The purpose of this plan is to provide strategic direction for investment in managing the ACT’s natural resources. In responding to the threats facing our natural assets, governments and community are willing to substantially invest in their repair and protection. These investments need to be spent in the right places and on the most pressing needs. Actions need to be logically connected to outcomes and the plan must be supported by the community.
This plan forms the basis for investment by government, business and community in addressing these issues.
The underlying basis of this plan is a framework known as ‘adaptive management’ or learning from doing – adaptive managers learn by implementing plans and policies (Allan 2007). The process can take place at the small scale where one person provides both experimental and governing sides of the process; up to the large scale where government agencies and other organisations provide the input and assessment.
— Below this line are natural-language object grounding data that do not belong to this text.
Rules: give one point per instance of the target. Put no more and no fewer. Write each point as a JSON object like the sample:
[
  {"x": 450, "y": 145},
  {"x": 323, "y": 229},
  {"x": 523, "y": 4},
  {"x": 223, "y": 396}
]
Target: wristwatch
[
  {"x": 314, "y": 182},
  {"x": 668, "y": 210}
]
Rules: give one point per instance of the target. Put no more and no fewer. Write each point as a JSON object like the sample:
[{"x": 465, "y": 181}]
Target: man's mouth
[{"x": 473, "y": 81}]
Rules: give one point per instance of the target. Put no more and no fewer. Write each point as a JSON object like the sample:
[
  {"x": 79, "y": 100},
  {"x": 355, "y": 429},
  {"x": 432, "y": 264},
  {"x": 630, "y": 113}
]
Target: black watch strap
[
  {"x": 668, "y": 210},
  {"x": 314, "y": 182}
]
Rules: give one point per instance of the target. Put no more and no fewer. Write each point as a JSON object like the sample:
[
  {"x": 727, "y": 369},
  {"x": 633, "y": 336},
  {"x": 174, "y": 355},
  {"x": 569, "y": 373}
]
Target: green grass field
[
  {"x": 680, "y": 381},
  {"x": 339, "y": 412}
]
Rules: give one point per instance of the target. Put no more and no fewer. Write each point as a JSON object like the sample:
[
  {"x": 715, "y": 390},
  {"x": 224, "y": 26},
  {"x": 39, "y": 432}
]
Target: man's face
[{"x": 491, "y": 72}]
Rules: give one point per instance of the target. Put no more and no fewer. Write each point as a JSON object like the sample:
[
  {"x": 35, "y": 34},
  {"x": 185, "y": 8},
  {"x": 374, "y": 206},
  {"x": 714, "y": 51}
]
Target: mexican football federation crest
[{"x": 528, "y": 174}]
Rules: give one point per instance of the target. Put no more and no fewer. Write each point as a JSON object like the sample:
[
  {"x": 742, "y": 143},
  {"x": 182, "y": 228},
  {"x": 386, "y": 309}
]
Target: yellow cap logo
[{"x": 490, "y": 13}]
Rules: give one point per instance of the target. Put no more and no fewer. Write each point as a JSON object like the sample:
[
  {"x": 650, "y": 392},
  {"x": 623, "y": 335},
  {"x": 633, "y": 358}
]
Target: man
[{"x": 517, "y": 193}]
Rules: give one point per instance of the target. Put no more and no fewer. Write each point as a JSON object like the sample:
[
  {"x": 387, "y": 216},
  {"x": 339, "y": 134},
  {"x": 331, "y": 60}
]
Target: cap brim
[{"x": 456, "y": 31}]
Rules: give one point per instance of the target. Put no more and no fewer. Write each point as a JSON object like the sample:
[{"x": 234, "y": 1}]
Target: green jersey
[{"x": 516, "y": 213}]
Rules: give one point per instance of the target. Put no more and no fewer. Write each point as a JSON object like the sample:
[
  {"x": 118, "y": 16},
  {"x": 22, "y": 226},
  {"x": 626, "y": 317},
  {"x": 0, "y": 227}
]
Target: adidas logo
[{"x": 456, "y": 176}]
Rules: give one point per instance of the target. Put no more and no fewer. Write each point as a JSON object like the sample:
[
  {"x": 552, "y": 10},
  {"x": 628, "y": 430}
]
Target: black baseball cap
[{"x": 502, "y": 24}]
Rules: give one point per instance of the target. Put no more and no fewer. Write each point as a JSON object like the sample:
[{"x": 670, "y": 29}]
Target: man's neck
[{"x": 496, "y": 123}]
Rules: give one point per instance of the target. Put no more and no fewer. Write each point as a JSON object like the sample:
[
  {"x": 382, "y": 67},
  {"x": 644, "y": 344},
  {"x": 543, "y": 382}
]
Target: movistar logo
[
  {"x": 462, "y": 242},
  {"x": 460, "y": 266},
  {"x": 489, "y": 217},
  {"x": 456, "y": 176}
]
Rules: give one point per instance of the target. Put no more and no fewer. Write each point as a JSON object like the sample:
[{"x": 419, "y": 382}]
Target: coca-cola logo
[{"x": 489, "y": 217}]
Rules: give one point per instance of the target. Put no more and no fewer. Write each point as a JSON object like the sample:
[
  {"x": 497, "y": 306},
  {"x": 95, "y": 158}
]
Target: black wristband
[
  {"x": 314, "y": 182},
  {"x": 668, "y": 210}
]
Adaptive management is used when outcomes of actions cannot be accurately predicted so that there is an element of uncertainty about the best management interventions to use. Such uncertainty can arise through natural variability (e.g. weather or climate) or from an incomplete knowledge of systems and how they work. Waiting until the knowledge base is more complete is not a tenable option when it is clear that ecosystem function is declining and the community is willing for action to take place.
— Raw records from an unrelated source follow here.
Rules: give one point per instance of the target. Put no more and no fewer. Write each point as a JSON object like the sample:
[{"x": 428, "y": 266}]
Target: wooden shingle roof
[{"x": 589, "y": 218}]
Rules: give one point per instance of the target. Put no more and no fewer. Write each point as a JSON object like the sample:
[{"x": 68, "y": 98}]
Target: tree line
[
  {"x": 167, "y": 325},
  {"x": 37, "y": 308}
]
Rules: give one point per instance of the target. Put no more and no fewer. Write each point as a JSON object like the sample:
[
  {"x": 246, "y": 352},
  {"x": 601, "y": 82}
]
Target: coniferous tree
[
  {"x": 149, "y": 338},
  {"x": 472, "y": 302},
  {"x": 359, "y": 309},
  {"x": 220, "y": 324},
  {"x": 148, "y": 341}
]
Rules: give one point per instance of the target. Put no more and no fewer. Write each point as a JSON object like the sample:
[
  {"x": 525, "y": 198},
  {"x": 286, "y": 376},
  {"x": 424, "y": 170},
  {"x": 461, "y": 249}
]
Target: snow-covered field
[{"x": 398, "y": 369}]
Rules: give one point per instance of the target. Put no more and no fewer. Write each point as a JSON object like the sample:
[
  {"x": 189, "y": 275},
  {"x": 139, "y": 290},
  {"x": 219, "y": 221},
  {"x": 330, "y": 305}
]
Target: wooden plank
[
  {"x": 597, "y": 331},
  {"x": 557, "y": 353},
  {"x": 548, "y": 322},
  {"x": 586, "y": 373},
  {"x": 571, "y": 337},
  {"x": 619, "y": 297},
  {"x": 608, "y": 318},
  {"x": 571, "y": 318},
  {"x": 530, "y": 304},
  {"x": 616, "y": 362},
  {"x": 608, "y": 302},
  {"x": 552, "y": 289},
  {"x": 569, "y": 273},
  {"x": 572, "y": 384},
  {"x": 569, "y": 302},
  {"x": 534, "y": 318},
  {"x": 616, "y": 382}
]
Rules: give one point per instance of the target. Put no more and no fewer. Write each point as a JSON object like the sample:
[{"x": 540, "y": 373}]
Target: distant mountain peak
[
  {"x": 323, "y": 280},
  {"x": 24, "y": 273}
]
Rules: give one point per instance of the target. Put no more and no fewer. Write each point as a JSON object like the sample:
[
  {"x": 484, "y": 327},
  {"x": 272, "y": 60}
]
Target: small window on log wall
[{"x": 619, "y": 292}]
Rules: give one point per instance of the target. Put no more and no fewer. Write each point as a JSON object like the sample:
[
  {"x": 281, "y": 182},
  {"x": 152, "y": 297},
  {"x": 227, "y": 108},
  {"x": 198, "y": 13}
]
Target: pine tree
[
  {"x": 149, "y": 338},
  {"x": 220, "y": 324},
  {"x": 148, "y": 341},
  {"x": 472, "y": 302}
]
Under an adaptive management approach, hypotheses are drawn and action takes place in a systematic fashion so that outcomes can supply knowledge about the ecosystem and its responses. These outcomes then supply knowledge for the next cycle of actions. The resulting series of steps through planning, implementation, monitoring and assessment (see Figure 4) is known as passive adaptive management. In a more active approach and one that is more likely to result in successful outcomes, implementation occurs as large-scale experiments that are testing specific hypotheses about responses, thus enhancing performance of each
cycle.
First attempts to specifically describe targets and relationships may look clumsy in 20 years’ time, but it is the only way to make underlying assumptions visible, test them and improve on them.
sustainable change
This plan is the outcome of an extensive planning and consultation process:
People and organisations involved in formulating this plan include ACT government agencies, local government and regional bodies in neighbouring NSW, community organisations and individuals, environmental and catchment groups, industry, landholders, Indigenous people and the academic and scientific community.
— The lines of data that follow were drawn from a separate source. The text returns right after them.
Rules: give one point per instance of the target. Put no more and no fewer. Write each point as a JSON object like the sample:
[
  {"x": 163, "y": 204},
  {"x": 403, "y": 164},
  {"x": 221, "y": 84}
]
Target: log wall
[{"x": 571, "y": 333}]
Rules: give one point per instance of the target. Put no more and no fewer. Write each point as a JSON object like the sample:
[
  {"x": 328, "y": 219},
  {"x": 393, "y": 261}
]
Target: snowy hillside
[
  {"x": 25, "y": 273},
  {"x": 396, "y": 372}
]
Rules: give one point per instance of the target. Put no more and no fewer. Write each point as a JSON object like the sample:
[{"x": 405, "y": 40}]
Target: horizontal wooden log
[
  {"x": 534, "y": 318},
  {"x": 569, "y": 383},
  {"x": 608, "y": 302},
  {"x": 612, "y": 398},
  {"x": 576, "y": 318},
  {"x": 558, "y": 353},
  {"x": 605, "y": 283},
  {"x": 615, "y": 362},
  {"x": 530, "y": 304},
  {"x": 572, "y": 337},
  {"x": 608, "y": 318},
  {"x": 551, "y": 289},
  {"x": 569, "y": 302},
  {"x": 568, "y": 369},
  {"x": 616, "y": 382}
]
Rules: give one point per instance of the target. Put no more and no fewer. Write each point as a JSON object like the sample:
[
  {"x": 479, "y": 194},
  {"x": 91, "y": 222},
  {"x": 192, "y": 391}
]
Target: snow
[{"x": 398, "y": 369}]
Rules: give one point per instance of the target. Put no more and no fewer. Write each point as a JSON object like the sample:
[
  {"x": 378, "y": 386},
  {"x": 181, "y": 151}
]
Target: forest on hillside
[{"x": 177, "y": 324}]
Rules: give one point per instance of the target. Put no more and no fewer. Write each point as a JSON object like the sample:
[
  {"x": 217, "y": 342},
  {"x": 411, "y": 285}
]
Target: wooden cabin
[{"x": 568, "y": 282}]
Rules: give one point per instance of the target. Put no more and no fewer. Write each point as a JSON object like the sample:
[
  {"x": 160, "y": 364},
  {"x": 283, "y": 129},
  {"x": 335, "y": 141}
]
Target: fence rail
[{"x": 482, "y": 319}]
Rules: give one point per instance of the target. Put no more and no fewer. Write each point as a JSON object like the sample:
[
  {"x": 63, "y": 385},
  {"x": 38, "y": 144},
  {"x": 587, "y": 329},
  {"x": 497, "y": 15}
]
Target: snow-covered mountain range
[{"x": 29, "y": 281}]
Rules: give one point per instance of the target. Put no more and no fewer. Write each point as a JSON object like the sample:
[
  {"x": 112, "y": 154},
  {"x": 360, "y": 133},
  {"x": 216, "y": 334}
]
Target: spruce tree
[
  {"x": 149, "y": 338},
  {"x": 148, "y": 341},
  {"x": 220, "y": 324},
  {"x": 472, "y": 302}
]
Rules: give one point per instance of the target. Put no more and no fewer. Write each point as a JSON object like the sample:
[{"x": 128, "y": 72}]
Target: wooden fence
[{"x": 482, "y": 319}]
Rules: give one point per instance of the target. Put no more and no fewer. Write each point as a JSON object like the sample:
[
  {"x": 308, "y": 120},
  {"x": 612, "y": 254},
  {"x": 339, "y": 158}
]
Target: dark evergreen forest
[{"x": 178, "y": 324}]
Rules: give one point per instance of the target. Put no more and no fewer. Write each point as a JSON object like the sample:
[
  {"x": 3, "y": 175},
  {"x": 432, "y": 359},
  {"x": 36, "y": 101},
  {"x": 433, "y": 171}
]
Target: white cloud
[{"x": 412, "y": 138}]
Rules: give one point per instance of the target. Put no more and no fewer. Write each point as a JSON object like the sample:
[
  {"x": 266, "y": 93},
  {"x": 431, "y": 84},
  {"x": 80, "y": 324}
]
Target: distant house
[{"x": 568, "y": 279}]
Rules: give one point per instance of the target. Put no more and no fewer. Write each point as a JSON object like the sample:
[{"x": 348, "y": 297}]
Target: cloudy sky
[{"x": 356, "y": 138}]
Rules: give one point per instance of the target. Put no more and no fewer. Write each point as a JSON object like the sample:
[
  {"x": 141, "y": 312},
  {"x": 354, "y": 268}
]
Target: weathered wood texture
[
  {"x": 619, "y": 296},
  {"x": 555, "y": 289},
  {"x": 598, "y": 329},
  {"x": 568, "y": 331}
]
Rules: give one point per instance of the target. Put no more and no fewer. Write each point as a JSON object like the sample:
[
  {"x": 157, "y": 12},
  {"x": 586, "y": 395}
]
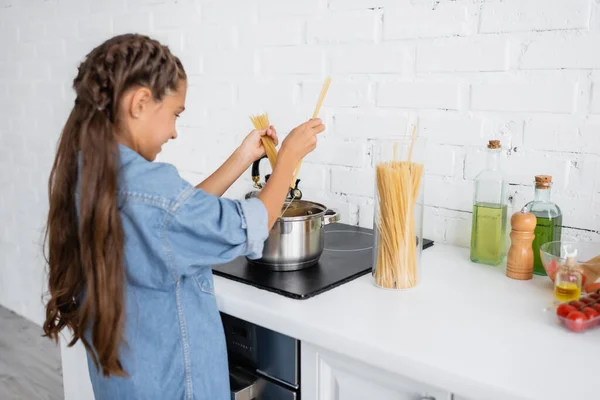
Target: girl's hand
[{"x": 251, "y": 148}]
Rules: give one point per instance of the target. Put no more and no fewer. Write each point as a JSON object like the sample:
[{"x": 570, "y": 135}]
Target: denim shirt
[{"x": 174, "y": 344}]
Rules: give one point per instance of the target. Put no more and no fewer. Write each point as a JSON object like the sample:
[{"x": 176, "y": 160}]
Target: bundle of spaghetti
[
  {"x": 262, "y": 122},
  {"x": 324, "y": 90},
  {"x": 398, "y": 185}
]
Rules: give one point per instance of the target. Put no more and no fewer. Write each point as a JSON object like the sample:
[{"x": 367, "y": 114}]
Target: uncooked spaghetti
[
  {"x": 262, "y": 122},
  {"x": 398, "y": 185}
]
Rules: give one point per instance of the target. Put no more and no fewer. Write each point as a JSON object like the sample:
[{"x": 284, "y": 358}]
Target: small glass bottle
[
  {"x": 488, "y": 232},
  {"x": 567, "y": 284},
  {"x": 549, "y": 219}
]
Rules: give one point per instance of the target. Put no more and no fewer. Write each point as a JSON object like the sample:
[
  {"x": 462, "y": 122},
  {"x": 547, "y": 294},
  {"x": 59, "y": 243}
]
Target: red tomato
[
  {"x": 592, "y": 287},
  {"x": 592, "y": 314},
  {"x": 576, "y": 321},
  {"x": 577, "y": 304},
  {"x": 564, "y": 309}
]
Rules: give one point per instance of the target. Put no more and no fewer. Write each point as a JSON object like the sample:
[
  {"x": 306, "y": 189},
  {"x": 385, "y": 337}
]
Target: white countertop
[{"x": 467, "y": 329}]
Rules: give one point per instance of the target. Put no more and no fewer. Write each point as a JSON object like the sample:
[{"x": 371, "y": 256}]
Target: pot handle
[{"x": 331, "y": 216}]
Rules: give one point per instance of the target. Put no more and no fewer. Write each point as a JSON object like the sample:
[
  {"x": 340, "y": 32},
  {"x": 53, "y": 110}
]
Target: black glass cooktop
[{"x": 346, "y": 256}]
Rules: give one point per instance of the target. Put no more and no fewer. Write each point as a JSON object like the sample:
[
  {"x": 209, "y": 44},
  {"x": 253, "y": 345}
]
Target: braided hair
[{"x": 84, "y": 234}]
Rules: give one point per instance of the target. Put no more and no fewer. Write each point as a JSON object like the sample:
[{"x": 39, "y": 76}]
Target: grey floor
[{"x": 29, "y": 363}]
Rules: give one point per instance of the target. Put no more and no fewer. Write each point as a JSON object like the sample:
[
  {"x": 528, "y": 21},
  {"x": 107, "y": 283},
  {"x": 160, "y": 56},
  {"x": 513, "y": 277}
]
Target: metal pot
[{"x": 297, "y": 239}]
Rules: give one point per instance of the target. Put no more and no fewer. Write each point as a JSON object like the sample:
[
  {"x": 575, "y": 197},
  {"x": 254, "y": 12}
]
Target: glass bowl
[{"x": 588, "y": 258}]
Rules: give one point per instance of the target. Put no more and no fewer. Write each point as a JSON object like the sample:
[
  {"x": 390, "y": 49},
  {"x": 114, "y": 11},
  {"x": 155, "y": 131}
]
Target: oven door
[{"x": 247, "y": 386}]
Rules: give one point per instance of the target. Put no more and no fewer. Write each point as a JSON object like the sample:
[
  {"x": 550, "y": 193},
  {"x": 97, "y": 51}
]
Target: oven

The planning process used a logical approach (known as program logic) in determining the vision, targets and actions to be contained in the plan.
This plan uses the ACT State of Environment reporting process to inform baseline information for target areas (as at June 2007).
A program logic model is a systematic, visual way to develop and present a planned program with its underlying assumptions and theoretical framework. It uses logical steps to ensure that all actions undertaken in addressing targets for natural resource management investment are actually contributing.
A program logic approach starts with formulating a longer-term vision – say over 30 years – of how we would like natural resource assets to look. In order to achieve this vision, we devise a range of projects and activities that we judge will make a difference in the medium term – seven years. At the same time we set short-term milestones – five years – to indicate whether we are on the right track. At these milestones, we evaluate actions to ensure that we learn by doing, and additionally that we take advantage of advances in related science and reflect changes in community attitudes.
The targets and management actions in this plan are a result of extensive community and government consultation. Sixteen SMART (specific, measurable, achievable, relevant and timebound) targets have been identified over the four areas of community, land, water and biodiversity. Objectives for each asset are set separately so that the plan focuses on individual issues and formulates specific targets and management actions (see the action plan in Part 4 for a detailed outline of actions, outcomes and outputs for each target).